India actually has all these infrastructures set up, but the Western influence could make them go in this whack a doodle way to go do big ag. You say that to me, that’s going to destroy the country. They won’t be able to do it. So there’s an opportunity to do this stuff in some of these countries where they haven’t, they’re at that inflection point where they can go in that direction, or they can go into the darkness.

Yeah, and so doing this in places like that, I think, can set models, um, because India has 1. 6Billion people, 300 to 400Million people in India are middle class. And there’s a growing awareness that they do not want these ancient systems destroyed, but they’re under massive pressure, you see. To destroy these ancient systems.

So I’m saying that culturally they already have the momentum to do the right thing, but they’re also under this huge force Yes to do the wrong thing because there’s so much money behind it That’s it. So when we put up demonstration sites and then invite people I do tours all the time here And when we invite people to take a tour, they will leave a changed person It will literally change their life And then when we When we demonstrate that it’s in their best interest, and by the way, I just want to throw out the whole climate change bullshit narrative.

This solves that fake narrative. If that narrative were real, this would be the solution to that narrative. So it’s a good thing to throw in their face to say, oh, really? Well, why don’t we sequester carbon by putting more fruit trees in the ground, which also takes the food supply chain from 1500 miles to your backyard.

All right, and all that. So anyway, so the answer is a big yes. I’m in. Well, the big thing is that climate change stuff, as you know, is just garbage. It’s really promoted to centralize energy production. That’s what it’s really about, so we don’t decentralize, you know, energy production. And to create the carbon economy is bullshit.

Right, but you can really control people because they want to have the carbon tax.
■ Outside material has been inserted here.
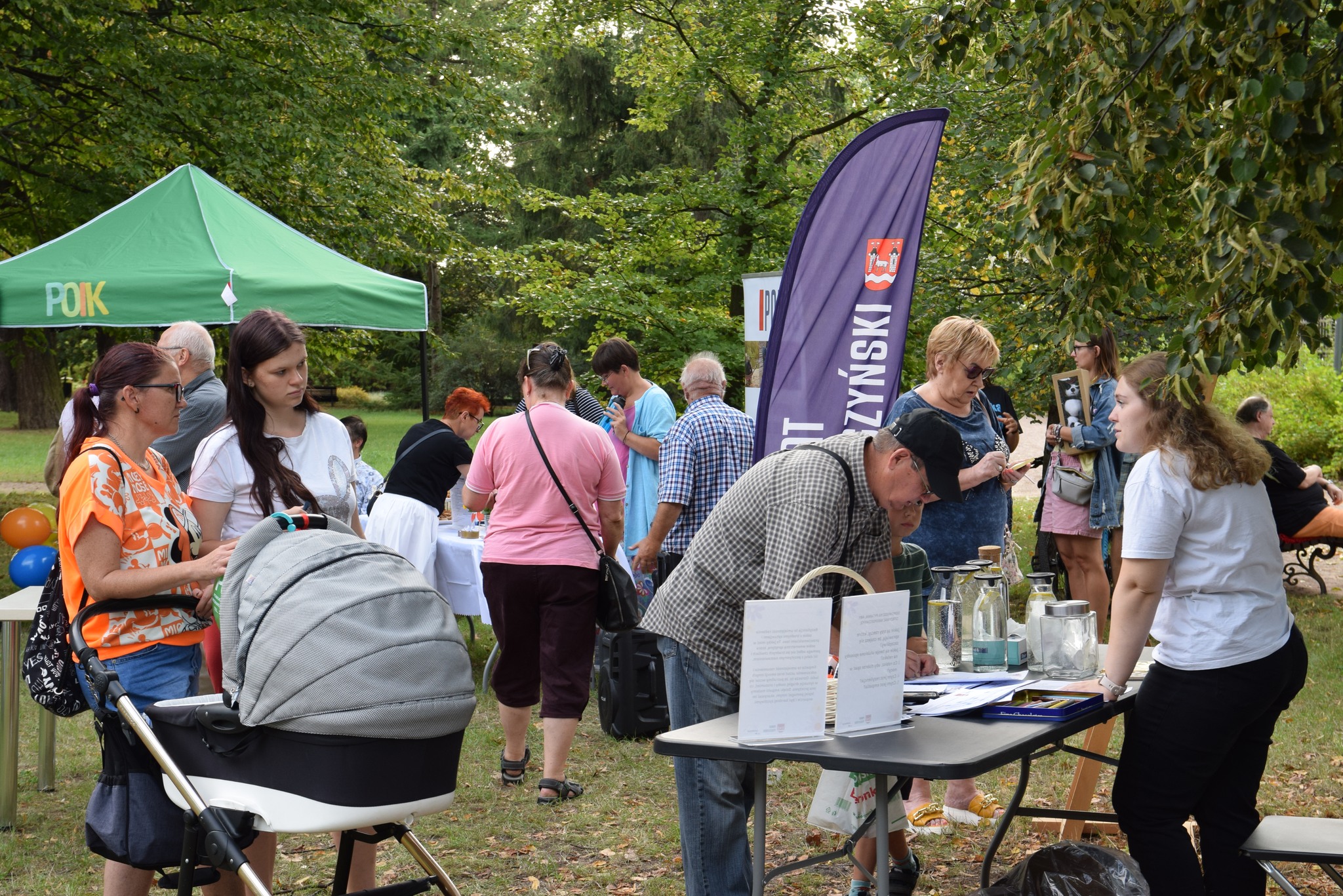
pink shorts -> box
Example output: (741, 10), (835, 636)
(1039, 453), (1101, 539)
Connected to your cell phone, connected to centralized digital bank currencies. And again, this is another thing Boobie F. Kennedy promoted. He promoted the lockdowns. He said they were good because they supported climate change.

So I think the big thing, Jim, is to recognize that we know what needs to be done. The biggest thing stopping it is not the obvious establishment. But the not so obvious establishment of the neoliberals where I live, people like Kennedy, people like Hillary Clinton, these people claim they want to do it.
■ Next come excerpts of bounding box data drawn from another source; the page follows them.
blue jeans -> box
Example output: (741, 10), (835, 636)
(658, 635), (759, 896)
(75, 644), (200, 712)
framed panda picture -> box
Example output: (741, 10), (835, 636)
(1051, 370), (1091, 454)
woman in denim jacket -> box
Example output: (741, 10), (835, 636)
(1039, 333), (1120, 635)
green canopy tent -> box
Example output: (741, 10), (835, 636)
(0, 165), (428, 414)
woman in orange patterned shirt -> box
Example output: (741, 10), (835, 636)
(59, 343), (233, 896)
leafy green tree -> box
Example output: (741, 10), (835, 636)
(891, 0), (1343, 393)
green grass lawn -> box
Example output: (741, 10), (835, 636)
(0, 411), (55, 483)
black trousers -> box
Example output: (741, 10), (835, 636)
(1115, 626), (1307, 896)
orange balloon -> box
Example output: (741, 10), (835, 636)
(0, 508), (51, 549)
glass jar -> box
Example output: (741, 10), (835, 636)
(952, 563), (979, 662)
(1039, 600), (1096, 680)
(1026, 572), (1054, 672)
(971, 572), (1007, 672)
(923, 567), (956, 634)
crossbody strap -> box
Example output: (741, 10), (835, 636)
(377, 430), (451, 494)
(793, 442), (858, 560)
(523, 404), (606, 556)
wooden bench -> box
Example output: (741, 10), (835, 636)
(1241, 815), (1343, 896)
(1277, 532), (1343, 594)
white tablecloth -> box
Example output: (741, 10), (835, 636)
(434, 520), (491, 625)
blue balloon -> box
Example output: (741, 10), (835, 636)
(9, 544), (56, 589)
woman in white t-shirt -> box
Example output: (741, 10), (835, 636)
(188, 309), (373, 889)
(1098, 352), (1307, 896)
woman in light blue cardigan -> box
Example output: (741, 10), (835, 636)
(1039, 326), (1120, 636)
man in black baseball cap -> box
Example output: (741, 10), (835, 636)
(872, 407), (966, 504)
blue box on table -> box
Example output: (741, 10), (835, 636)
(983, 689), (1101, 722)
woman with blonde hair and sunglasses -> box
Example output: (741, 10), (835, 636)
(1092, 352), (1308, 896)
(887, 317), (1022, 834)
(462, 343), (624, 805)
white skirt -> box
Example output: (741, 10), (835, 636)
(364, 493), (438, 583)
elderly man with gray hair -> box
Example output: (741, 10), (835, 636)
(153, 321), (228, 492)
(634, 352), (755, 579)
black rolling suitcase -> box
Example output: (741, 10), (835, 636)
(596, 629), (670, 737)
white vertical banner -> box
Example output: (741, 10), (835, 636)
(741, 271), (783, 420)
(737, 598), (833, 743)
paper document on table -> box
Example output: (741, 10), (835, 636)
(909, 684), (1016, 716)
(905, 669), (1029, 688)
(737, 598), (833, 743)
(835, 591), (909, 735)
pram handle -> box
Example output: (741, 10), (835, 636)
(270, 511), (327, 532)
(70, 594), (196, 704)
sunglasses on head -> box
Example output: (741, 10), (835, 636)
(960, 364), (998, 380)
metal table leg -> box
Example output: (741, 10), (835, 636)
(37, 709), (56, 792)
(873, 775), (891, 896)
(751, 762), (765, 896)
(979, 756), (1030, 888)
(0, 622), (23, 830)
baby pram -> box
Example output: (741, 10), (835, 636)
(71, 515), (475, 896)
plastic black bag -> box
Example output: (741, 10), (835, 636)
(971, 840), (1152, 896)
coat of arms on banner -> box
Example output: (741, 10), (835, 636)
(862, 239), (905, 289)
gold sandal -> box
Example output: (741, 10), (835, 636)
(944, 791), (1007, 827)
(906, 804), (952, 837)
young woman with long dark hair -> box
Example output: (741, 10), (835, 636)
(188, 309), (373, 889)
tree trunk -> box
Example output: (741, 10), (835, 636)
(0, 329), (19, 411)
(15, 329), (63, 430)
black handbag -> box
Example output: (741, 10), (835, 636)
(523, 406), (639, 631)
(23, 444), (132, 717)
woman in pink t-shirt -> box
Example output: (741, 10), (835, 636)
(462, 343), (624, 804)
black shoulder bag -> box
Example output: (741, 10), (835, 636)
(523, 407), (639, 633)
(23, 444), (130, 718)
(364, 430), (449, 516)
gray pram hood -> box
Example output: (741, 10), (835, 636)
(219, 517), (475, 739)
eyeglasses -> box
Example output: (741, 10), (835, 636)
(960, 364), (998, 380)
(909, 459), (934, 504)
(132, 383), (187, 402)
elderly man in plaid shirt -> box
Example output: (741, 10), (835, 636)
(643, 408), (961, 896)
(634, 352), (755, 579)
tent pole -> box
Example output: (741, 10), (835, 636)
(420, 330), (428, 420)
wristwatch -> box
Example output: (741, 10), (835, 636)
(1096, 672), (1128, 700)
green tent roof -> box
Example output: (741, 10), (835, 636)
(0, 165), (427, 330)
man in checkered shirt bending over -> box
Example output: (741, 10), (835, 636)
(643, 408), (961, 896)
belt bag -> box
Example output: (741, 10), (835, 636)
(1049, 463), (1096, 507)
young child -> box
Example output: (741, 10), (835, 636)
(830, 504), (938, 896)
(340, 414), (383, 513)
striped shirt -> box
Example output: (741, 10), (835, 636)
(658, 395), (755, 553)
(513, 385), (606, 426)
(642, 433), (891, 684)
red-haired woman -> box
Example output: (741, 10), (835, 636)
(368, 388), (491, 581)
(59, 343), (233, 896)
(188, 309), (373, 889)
They actually take these ideas, they talk about it, but nothing ever happens. And, and my view is the only way that we’re going to be able to scale the deployment of these is through, you know, where the solutions become accessible to large numbers of people in an easy way and becomes part of a movement.

It has to be both a political movement, a food movement, a health movement, all of it. But without that. It’s only going to be isolated and people will have their martinis and they’ll come to these things and they’ll talk about it. And they’ll write about it, but it’s never going to scale. So in order to scale it, you need a very powerful bottoms up movement.
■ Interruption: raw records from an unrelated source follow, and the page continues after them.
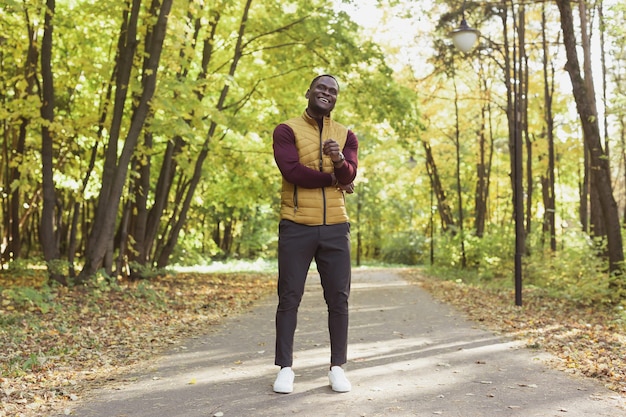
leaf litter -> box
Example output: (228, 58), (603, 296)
(404, 269), (626, 396)
(0, 273), (275, 417)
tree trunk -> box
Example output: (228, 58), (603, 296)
(157, 0), (252, 268)
(79, 0), (172, 280)
(541, 4), (557, 252)
(40, 0), (67, 284)
(130, 2), (220, 275)
(557, 0), (626, 282)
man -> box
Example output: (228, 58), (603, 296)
(273, 74), (358, 394)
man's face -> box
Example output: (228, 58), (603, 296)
(305, 77), (339, 116)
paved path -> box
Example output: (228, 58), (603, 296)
(72, 270), (626, 417)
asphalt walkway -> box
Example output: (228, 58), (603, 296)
(72, 270), (626, 417)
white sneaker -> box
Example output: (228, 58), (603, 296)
(274, 367), (295, 394)
(328, 366), (352, 392)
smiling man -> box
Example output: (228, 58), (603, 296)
(273, 74), (358, 394)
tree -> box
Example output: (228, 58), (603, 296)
(557, 0), (626, 282)
(78, 0), (172, 281)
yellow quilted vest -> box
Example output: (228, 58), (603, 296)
(280, 111), (348, 226)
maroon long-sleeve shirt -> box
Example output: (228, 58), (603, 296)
(274, 124), (359, 188)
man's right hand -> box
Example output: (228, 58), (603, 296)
(337, 182), (354, 194)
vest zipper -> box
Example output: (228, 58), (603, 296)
(320, 129), (326, 225)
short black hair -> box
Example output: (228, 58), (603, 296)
(309, 74), (339, 90)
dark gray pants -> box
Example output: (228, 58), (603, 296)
(275, 220), (351, 366)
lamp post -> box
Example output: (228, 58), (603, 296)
(450, 0), (525, 306)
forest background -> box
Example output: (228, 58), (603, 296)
(0, 0), (626, 303)
(0, 0), (626, 415)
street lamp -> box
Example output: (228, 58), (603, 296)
(450, 0), (480, 52)
(450, 0), (525, 306)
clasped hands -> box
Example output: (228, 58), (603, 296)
(322, 139), (354, 194)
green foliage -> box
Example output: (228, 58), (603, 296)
(381, 232), (428, 265)
(2, 286), (56, 313)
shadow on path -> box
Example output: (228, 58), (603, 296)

So I couldn’t agree more. And I’m happy to say that it is scaling now, just in the last, I would say two, two, three quarters, it’s now scaling exponentially. And with your help and with some other, um, which will bring in these key influencers and strategists, and this is the idea whose time has come stronger than all of the armies of the world.

It’s unstoppable and it’s nature. It’s so, it’s so much fun too. That’s great, Jim. So let’s do a follow up. I think you have my phone number and all. Let’s do a follow up. But it would be, uh, let’s do a follow up. I have some thoughts on it. But anyway, Jim, thank you. Uh, Todd and Mike connected us. Um, but I’m glad you’re also, you know, Moringa is a great, great plant, you know, it’s an incredible plant.

I’m glad you have it there. And to people who don’t know about it, everyone should study it. Thanks, Jim. Be well, be the light. Thank you. You too. Thanks. Bye. Bye. Bye. Yep.